Un ex-cadre d’un CPE de Gaspé visé par une poursuite civile de plus de 206 000$
Publié le 16 février 2026 à 10:39, modifié le 16 février 2026 à 14:04
Par: Patrick Giguère
Mathieu Tapp, ancien directeur adjoint du CPE Le Voyage de mon Enfance, à Gaspé, fait face à une poursuite civile de 206 417,45 $, somme qu’il aurait illégalement détournée sur une période d’un peu plus de deux ans alors qu’il occupait ce poste.
Une femme, également éducatrice au sein de la même installation, est aussi visée par cette poursuite devant la Cour supérieure.

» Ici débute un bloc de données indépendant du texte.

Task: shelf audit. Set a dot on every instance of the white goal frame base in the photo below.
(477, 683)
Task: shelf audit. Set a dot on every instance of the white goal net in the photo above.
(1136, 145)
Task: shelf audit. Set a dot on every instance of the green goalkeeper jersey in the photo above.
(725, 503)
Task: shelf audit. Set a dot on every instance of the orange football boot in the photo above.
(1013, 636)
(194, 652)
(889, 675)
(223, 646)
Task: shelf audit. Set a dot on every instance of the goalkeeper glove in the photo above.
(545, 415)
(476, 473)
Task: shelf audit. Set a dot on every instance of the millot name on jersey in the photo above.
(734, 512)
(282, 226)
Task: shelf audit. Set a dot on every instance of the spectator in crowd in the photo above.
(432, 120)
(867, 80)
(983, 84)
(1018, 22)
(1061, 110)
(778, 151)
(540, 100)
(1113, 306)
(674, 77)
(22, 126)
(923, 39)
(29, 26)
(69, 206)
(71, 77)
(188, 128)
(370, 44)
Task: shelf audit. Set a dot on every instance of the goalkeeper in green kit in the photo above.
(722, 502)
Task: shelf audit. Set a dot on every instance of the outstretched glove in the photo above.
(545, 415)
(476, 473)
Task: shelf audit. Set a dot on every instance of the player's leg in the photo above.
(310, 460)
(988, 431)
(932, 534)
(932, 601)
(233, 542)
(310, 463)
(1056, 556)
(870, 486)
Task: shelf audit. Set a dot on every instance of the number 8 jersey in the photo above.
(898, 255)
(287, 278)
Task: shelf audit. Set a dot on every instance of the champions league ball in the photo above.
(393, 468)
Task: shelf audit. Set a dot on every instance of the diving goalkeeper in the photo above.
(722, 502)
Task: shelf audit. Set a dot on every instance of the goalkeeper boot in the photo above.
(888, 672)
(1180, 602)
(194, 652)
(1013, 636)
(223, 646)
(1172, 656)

Selon le jugement daté du 28 janvier dernier, entre le 31 octobre 2023 et le 3 novembre 2025, M. Tapp, qui avait accès au logiciel comptable, se serait versé des avances de salaire non autorisées.
C’est la firme comptable mandatée par l’organisme qui aurait découvert un important déficit de plus de 233 000 $ pour l’année financière 2024-2025.
Surpris par la situation, le directeur général, Gilles Chapados, a confronté son employé, mais ce dernier n’a pas été en mesure d’expliquer l’origine du déficit.
Quelques jours plus tard, lors d’échanges par messages textes avec son supérieur, M. Tapp aurait admis avoir posé des gestes fautifs et aurait convenu de prendre des arrangements afin de rembourser la dette.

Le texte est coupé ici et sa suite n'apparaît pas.